Hacker attacks are increasing and Web sites need new defenses to protect their data.
That’s where Mykonos comes in, a security company that protects Web sites from attacks by wasting a hacker’s time instead of using an easily breakable wall.
"If you break in, I want to have fun with you," David Koretz, CEO of Mykonos, told Technology Review. He says that the computer security industry is “too timid” and that the solution is making hackers’ lives “tedious and difficult.”
The software goes into action when it detects an intruder by offering false data and phony software vulnerabilities.

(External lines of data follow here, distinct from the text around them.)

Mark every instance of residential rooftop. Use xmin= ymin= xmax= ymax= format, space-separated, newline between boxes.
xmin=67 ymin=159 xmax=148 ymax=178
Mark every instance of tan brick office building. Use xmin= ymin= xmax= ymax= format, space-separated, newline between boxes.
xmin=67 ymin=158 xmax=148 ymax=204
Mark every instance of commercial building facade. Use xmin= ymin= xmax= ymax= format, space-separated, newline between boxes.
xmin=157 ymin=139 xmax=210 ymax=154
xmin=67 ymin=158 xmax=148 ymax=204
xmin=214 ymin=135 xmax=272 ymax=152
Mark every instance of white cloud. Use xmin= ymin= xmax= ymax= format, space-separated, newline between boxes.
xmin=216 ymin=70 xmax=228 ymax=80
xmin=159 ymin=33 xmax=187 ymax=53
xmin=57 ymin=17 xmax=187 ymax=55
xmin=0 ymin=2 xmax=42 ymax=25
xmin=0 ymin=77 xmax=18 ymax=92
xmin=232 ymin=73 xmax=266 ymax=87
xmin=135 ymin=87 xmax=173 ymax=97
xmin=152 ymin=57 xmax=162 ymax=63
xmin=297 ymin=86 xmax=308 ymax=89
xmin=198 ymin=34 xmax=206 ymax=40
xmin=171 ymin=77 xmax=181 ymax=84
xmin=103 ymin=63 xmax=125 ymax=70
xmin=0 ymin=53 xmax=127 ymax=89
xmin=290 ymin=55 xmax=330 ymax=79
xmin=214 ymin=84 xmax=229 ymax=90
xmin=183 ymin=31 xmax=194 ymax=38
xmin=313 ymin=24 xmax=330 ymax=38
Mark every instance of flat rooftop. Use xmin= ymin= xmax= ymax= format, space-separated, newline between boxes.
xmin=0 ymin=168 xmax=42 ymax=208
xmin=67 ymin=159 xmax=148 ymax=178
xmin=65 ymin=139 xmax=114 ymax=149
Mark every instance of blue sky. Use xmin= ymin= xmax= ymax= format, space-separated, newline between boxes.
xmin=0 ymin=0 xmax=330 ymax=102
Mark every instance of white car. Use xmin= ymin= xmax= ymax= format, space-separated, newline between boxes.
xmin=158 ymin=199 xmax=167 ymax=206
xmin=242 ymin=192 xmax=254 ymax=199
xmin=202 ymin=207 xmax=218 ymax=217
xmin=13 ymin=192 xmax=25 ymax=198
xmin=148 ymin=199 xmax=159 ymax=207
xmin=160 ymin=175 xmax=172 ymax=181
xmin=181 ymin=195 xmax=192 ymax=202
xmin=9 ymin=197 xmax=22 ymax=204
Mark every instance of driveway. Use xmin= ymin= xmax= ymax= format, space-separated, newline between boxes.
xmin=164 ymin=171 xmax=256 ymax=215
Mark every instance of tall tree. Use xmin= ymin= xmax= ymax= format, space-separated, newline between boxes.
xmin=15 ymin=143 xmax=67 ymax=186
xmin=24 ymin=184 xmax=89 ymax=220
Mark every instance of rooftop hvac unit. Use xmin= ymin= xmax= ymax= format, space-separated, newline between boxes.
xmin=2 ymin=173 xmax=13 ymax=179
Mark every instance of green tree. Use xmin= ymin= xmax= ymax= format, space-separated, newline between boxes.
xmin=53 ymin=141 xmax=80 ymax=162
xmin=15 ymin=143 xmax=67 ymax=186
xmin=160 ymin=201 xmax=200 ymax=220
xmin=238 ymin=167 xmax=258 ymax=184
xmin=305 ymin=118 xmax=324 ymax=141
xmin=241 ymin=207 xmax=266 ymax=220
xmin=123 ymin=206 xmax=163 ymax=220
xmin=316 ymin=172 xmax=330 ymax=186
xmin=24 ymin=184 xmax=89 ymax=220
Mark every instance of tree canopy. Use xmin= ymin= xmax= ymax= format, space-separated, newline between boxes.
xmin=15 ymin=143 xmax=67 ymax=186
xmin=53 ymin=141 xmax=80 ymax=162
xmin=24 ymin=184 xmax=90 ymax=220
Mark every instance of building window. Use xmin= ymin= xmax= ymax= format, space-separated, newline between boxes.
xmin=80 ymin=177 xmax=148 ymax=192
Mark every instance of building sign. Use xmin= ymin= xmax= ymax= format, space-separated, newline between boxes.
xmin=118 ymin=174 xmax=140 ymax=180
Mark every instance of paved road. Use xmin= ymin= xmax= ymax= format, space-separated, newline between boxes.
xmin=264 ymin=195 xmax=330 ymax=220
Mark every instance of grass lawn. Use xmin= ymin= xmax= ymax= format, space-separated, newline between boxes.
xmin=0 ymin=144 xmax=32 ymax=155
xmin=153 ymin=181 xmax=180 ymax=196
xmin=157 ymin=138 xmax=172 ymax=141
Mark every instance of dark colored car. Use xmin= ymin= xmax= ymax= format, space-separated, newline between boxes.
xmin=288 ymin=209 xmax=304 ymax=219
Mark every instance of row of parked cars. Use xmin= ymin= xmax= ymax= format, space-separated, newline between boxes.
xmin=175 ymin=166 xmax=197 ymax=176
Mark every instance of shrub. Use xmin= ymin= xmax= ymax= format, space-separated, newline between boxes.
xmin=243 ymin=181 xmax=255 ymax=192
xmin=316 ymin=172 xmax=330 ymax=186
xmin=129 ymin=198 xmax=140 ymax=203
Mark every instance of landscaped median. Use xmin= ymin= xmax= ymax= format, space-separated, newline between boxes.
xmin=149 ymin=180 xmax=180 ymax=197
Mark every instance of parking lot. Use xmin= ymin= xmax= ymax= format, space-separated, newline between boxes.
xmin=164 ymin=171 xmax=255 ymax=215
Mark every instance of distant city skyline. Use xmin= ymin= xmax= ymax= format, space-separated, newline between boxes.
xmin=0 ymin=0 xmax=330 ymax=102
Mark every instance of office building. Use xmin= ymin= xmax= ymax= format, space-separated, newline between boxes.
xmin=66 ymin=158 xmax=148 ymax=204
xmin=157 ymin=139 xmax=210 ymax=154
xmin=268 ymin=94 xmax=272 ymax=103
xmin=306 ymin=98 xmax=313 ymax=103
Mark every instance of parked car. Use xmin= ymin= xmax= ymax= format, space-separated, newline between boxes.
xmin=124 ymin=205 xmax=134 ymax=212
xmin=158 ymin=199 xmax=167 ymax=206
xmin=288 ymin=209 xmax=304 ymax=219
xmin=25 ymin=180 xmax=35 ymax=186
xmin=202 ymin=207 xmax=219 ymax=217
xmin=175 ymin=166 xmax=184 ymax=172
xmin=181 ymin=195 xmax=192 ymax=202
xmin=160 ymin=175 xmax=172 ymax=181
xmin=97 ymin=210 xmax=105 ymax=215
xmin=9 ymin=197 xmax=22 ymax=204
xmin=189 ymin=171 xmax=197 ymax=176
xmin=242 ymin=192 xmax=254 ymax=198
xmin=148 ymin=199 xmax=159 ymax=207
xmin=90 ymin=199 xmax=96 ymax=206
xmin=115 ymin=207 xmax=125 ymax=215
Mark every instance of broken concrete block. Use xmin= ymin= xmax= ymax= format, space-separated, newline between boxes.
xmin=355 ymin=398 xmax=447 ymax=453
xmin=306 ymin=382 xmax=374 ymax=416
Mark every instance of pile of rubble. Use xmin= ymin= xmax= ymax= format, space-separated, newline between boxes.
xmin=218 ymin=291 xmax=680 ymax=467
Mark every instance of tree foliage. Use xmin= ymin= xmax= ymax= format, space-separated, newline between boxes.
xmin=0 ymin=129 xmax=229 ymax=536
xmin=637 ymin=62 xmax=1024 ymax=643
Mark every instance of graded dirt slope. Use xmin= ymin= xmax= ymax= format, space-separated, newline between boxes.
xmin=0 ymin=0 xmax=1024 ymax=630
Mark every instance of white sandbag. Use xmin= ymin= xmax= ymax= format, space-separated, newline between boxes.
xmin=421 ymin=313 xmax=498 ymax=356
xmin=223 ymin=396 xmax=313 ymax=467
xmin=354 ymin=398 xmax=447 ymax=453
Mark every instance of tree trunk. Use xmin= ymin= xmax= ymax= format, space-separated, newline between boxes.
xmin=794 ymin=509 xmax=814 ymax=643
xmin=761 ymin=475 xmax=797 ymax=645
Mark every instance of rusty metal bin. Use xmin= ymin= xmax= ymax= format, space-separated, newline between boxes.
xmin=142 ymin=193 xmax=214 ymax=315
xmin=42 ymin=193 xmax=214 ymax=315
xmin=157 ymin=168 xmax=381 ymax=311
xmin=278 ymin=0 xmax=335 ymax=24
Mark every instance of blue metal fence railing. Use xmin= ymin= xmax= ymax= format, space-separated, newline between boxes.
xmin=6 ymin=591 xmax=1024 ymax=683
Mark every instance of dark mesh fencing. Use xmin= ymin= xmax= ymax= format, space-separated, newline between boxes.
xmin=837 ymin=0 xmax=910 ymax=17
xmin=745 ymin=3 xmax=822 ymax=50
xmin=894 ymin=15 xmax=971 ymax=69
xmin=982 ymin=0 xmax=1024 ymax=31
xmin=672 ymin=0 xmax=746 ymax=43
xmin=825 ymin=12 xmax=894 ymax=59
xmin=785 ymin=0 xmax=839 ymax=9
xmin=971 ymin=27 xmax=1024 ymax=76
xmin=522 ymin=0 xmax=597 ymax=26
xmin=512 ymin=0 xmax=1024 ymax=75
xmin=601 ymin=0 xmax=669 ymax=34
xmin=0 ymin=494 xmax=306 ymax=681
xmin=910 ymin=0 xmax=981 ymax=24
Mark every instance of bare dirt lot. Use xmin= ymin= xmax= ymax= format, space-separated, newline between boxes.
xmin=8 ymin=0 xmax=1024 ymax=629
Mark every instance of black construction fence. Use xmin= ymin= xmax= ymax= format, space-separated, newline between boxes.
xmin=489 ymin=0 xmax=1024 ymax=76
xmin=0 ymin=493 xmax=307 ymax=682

This is intended to waste the hacker’s time and force them to give up out of desperation.
The company has received $4 million in funding this week from a number of Web and technology leaders.
The company’s software is primarily aimed at hackers who use automated tools that identify and exploit weaknesses in Web sites.
Koretz says that wasting a hacker’s time “changes the economics” of attacking Web sites. He said that the software makes hacking more like bank robbery, which is easily managed.
The software first makes sure that it isn’t attacking a legitimate user. It does this through the use of small snippets of code injected into Web pages that are sent out to a computer using the site. If the data snippet is altered, the software automatically notes the IP address of the potential hacker.
If the hacker is using a Web browser to probe the site, a small tracking file known as a “supercookie” is injected into it. If they aren’t using a browser, the hacker’s computer is fingerprinted. When the same computer returns, the software knows and reacts appropriately.
The software sets up the illusion that the hacker is making progress. "We can intercept their scans and inundate them with fake values," Koretz said. "It takes much longer [for an attacker to scan a site], and the results are useless."
He said that a scan might usually take five hours, but would take 30 with his software. The other tactic is to offer up a fake password and log in page. They are essentially hacking the hacker.
Some computer security experts are not convinced though. They’re concerned that annoying hackers would just lead them to come back more powerful than before, fueled by vengeance.
Koretz agrees that a revenge outcome is possible, but he hopes that most hackers will just ascribe the deception as bad luck and move on to another target.
He predicts his tactic will become more widespread once traditional anti-hacking methods are proved ineffective.